BEFORE THE OPENING
BEFORE SALONE DEL MOBILE TAKES ITS FINAL FORM.
Word:
Danilo Mašković
Photography:
All images @Monica Spezia
Date:
19.4.2026.
The day before Salone del Mobile opens in Milan does not look like design. The space at Rho feels unfinished and operational, more like a large logistical environment than a setting where aesthetics, trends and experience will soon be presented.
Structures are in place, but without their final layers. Materials are positioned, but not yet part of a coherent whole. People are working continuously, focused on deadlines rather than impression. What will soon appear as a clearly defined environment currently functions as a series of parallel processes without an obvious order.
More than 1,900 exhibitors from 32 countries are completing their installations at the same time, across over 169,000 square metres. At this stage, there is no single image of the event.
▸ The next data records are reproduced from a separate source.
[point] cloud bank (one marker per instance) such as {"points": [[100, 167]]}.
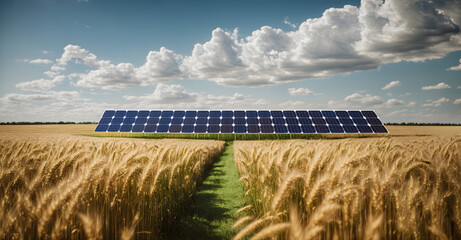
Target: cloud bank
{"points": [[341, 41]]}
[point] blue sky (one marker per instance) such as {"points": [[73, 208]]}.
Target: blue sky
{"points": [[70, 60]]}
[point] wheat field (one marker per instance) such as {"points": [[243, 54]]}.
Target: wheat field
{"points": [[386, 188], [67, 187]]}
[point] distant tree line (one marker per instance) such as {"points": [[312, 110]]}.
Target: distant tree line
{"points": [[43, 123], [423, 124]]}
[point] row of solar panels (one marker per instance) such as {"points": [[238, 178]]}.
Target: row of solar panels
{"points": [[263, 121]]}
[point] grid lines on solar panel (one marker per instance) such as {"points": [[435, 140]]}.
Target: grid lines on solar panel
{"points": [[241, 121]]}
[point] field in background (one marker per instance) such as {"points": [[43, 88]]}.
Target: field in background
{"points": [[383, 188], [69, 187]]}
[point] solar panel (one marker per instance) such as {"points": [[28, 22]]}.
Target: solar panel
{"points": [[240, 121]]}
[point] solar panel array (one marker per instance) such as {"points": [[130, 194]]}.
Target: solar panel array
{"points": [[240, 121]]}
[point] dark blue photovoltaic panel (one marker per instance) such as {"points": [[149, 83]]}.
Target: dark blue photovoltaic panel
{"points": [[227, 114], [162, 128], [280, 129], [264, 114], [227, 128], [167, 114], [374, 121], [129, 120], [369, 114], [116, 120], [165, 121], [315, 114], [319, 121], [138, 128], [342, 114], [302, 114], [240, 121], [240, 129], [364, 129], [267, 129], [120, 113], [179, 114], [150, 128], [114, 128], [140, 121], [215, 114], [131, 114], [226, 120], [279, 121], [277, 114], [329, 114], [350, 129], [188, 128], [356, 114], [143, 113], [189, 120], [152, 120], [332, 121], [200, 128], [175, 128], [202, 120], [336, 129], [305, 121], [105, 120], [191, 114], [177, 120], [213, 129], [155, 114], [289, 114], [346, 121], [101, 128], [308, 129], [294, 129], [360, 121], [203, 114], [214, 121], [109, 113], [253, 129], [239, 114], [322, 129], [292, 121], [265, 121], [252, 121], [251, 114]]}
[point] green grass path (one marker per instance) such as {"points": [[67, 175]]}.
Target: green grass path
{"points": [[214, 209]]}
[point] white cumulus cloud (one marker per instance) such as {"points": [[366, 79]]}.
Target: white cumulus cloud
{"points": [[456, 68], [391, 85], [40, 61], [436, 87], [436, 103], [301, 92]]}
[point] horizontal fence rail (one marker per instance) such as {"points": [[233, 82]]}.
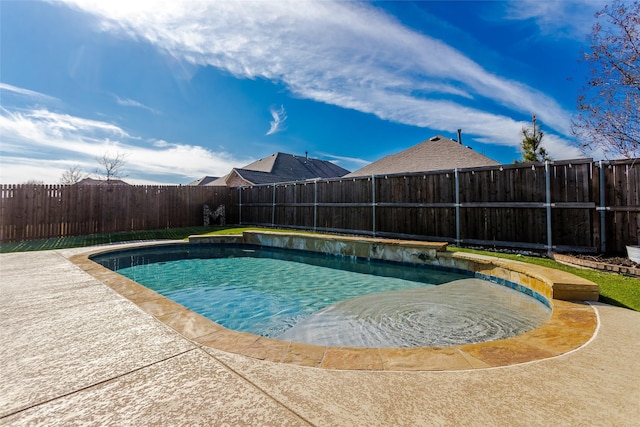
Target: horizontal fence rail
{"points": [[29, 212], [575, 205]]}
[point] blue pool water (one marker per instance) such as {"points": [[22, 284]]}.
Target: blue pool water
{"points": [[329, 300]]}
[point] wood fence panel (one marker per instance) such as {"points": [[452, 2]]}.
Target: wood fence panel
{"points": [[623, 200]]}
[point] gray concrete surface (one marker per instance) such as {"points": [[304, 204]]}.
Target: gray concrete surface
{"points": [[73, 352]]}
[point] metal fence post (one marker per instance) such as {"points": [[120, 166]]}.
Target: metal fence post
{"points": [[373, 203], [315, 205], [240, 205], [603, 211], [273, 207], [547, 173], [457, 178]]}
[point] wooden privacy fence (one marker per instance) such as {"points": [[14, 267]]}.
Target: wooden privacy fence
{"points": [[30, 212], [575, 205]]}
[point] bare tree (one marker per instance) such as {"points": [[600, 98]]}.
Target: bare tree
{"points": [[112, 165], [609, 103], [72, 175]]}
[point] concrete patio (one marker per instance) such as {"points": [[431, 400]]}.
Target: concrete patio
{"points": [[73, 351]]}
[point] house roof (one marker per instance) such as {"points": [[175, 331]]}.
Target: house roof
{"points": [[283, 167], [436, 153], [204, 180]]}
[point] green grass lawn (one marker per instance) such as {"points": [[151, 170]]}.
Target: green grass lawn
{"points": [[614, 288]]}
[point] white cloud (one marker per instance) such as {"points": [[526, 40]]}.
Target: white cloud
{"points": [[559, 18], [277, 124], [33, 95], [32, 138], [342, 53], [126, 102]]}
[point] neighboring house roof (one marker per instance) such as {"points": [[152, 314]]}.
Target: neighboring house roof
{"points": [[91, 181], [280, 167], [436, 153], [205, 180]]}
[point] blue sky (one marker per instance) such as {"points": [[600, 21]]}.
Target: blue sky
{"points": [[188, 88]]}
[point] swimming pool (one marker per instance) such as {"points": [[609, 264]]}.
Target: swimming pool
{"points": [[330, 300]]}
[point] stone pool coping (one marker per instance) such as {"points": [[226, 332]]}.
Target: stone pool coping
{"points": [[572, 324]]}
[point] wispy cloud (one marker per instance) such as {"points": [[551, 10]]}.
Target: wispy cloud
{"points": [[347, 54], [279, 117], [32, 95], [559, 18], [32, 140], [126, 102]]}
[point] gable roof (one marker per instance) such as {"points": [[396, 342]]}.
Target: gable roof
{"points": [[283, 167], [436, 153]]}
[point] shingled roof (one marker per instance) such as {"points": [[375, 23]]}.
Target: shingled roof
{"points": [[280, 167], [436, 153]]}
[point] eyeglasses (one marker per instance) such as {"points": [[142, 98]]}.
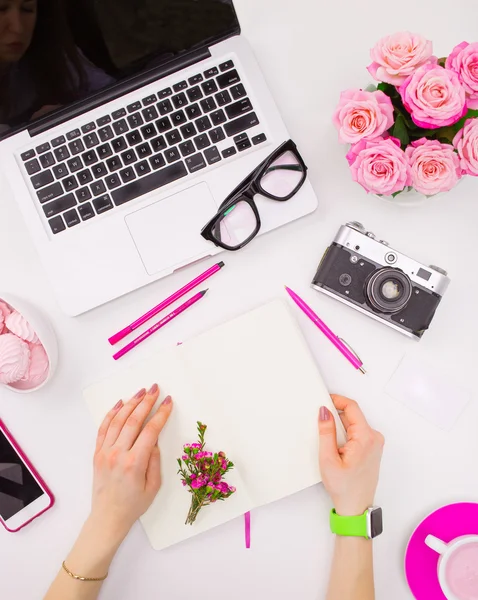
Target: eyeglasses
{"points": [[279, 178]]}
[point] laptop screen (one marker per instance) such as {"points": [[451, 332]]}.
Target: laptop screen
{"points": [[56, 52]]}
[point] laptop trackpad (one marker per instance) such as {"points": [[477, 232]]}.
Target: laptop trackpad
{"points": [[168, 232]]}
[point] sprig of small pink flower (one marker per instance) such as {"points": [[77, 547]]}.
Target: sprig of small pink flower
{"points": [[202, 472], [418, 128]]}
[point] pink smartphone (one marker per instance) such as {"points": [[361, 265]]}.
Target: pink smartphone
{"points": [[24, 495]]}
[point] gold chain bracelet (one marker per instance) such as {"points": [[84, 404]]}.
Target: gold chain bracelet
{"points": [[67, 570]]}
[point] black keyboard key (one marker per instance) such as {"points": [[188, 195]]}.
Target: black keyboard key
{"points": [[103, 204], [258, 139], [99, 170], [142, 168], [158, 144], [223, 98], [193, 111], [218, 117], [42, 179], [62, 153], [128, 174], [60, 171], [28, 155], [119, 113], [217, 135], [113, 181], [70, 183], [85, 177], [59, 141], [120, 127], [86, 211], [134, 107], [71, 218], [88, 127], [129, 157], [114, 164], [32, 166], [241, 124], [149, 183], [106, 133], [76, 147], [238, 91], [43, 148], [212, 155], [195, 163], [91, 140], [50, 192], [211, 72], [187, 148], [98, 188], [194, 94], [60, 205], [119, 144], [157, 161], [83, 194], [188, 130], [89, 158], [208, 104], [182, 85], [150, 114], [203, 124], [57, 225], [225, 66], [180, 100], [104, 151], [202, 141]]}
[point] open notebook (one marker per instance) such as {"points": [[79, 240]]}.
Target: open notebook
{"points": [[254, 382]]}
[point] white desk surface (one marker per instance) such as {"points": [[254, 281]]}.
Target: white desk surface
{"points": [[309, 52]]}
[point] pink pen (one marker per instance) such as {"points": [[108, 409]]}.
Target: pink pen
{"points": [[159, 325], [336, 341], [164, 304]]}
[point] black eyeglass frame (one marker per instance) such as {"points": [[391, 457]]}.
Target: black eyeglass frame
{"points": [[247, 189]]}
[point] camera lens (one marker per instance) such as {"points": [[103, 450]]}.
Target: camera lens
{"points": [[389, 290]]}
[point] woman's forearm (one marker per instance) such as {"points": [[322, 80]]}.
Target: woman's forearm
{"points": [[352, 570]]}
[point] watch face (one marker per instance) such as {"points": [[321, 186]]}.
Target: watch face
{"points": [[376, 522]]}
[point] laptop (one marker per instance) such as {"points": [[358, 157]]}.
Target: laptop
{"points": [[124, 125]]}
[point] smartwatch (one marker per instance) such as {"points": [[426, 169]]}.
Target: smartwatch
{"points": [[369, 525]]}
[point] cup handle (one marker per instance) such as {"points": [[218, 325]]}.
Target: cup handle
{"points": [[435, 544]]}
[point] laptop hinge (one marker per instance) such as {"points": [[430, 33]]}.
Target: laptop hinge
{"points": [[118, 90]]}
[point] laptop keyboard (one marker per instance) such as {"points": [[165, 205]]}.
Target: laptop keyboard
{"points": [[142, 147]]}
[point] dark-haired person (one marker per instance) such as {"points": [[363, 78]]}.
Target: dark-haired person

There is only a process in which plans are adjusted in real time, and solutions emerge as responses to specific conditions, often under time pressure.
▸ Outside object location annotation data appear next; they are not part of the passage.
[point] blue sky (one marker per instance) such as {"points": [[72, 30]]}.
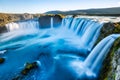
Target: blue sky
{"points": [[40, 6]]}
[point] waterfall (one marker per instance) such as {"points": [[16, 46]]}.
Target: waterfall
{"points": [[66, 51], [21, 25], [88, 31], [98, 54], [51, 23]]}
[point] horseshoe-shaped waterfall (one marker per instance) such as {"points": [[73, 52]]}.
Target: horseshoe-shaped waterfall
{"points": [[63, 52]]}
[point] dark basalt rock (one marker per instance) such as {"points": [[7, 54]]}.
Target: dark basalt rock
{"points": [[29, 67], [45, 21], [2, 60]]}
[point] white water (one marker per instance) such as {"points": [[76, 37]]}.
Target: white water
{"points": [[68, 50], [21, 25], [51, 21]]}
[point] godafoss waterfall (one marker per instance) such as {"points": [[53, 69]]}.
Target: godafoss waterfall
{"points": [[52, 49]]}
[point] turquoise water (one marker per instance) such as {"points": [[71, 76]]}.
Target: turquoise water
{"points": [[63, 53]]}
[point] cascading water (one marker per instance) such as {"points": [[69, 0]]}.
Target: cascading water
{"points": [[63, 53], [51, 21], [28, 24]]}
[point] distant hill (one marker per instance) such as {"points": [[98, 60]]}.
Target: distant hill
{"points": [[103, 11]]}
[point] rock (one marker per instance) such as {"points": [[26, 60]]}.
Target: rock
{"points": [[45, 21], [2, 60], [29, 67], [117, 77]]}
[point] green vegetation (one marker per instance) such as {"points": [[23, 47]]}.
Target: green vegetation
{"points": [[107, 71], [2, 60]]}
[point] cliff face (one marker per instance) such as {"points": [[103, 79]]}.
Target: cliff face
{"points": [[111, 65], [45, 21]]}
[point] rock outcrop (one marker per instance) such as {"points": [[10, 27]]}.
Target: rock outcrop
{"points": [[111, 65], [45, 21]]}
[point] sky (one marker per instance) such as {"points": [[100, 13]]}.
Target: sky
{"points": [[41, 6]]}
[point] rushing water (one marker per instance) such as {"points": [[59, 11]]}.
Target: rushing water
{"points": [[63, 53]]}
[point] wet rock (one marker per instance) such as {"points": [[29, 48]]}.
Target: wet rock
{"points": [[29, 67], [45, 21], [2, 60], [117, 77]]}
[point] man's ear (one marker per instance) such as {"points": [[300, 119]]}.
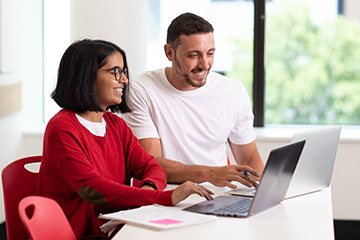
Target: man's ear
{"points": [[169, 52]]}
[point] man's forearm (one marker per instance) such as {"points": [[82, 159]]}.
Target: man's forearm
{"points": [[177, 172]]}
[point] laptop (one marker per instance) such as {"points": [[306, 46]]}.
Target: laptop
{"points": [[271, 190], [314, 170], [316, 164]]}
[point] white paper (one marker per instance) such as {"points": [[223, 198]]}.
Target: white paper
{"points": [[156, 217]]}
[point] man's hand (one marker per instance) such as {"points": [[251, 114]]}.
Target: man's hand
{"points": [[223, 176]]}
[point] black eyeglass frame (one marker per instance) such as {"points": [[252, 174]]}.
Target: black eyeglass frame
{"points": [[118, 72]]}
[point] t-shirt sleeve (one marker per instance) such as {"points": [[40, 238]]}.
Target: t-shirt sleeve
{"points": [[243, 130], [139, 119]]}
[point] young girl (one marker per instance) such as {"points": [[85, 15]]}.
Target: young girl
{"points": [[89, 153]]}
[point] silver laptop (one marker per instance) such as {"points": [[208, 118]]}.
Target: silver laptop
{"points": [[316, 164], [271, 190]]}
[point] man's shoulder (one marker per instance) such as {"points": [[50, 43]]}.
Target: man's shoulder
{"points": [[224, 81], [149, 76]]}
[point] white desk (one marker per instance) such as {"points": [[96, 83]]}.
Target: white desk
{"points": [[306, 217]]}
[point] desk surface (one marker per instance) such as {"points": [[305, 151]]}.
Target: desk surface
{"points": [[305, 217]]}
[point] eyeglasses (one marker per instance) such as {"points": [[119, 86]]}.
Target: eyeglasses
{"points": [[118, 72]]}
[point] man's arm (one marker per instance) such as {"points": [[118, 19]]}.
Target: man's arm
{"points": [[178, 172], [247, 154]]}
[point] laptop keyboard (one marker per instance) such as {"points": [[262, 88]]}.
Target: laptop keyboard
{"points": [[239, 206]]}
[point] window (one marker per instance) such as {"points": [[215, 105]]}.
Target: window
{"points": [[312, 64]]}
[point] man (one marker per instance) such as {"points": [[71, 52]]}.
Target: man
{"points": [[184, 114]]}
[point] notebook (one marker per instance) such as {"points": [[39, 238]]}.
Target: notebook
{"points": [[316, 164], [271, 190]]}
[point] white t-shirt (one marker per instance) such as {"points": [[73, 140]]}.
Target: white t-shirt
{"points": [[193, 126]]}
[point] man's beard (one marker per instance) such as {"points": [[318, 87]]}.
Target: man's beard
{"points": [[187, 78]]}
It is precisely in this phase that the logic of design becomes most visible. Not as a finished result, but as a sequence of decisions made in real time. What will later be presented as concept is, at this point, often simply the most efficient solution available.
“Making of” is usually understood as an introduction to a final product. Here, it serves a different role. It is the only moment in which the space is not shaped for an audience, and where there is no need for narrative. The focus is entirely on execution.
Once the doors open, everything will appear coherent and complete. The space will have a clear structure, defined circulation and recognisable segments. This is the version that gets documented and communicated.
However, that version is the result of selection. It shows only the elements that support the final image, while the processes, adjustments and compromises that preceded it are removed from view.
For that reason, the phase before the opening is essential for understanding what is later presented. It reveals design as collective work, as organisation, and as a system of decisions that must align within limited time and space.
When a visitor enters, they encounter a finished environment. What remains unseen is the way in which that environment was produced.
It is precisely in that unseen part that design is most exact.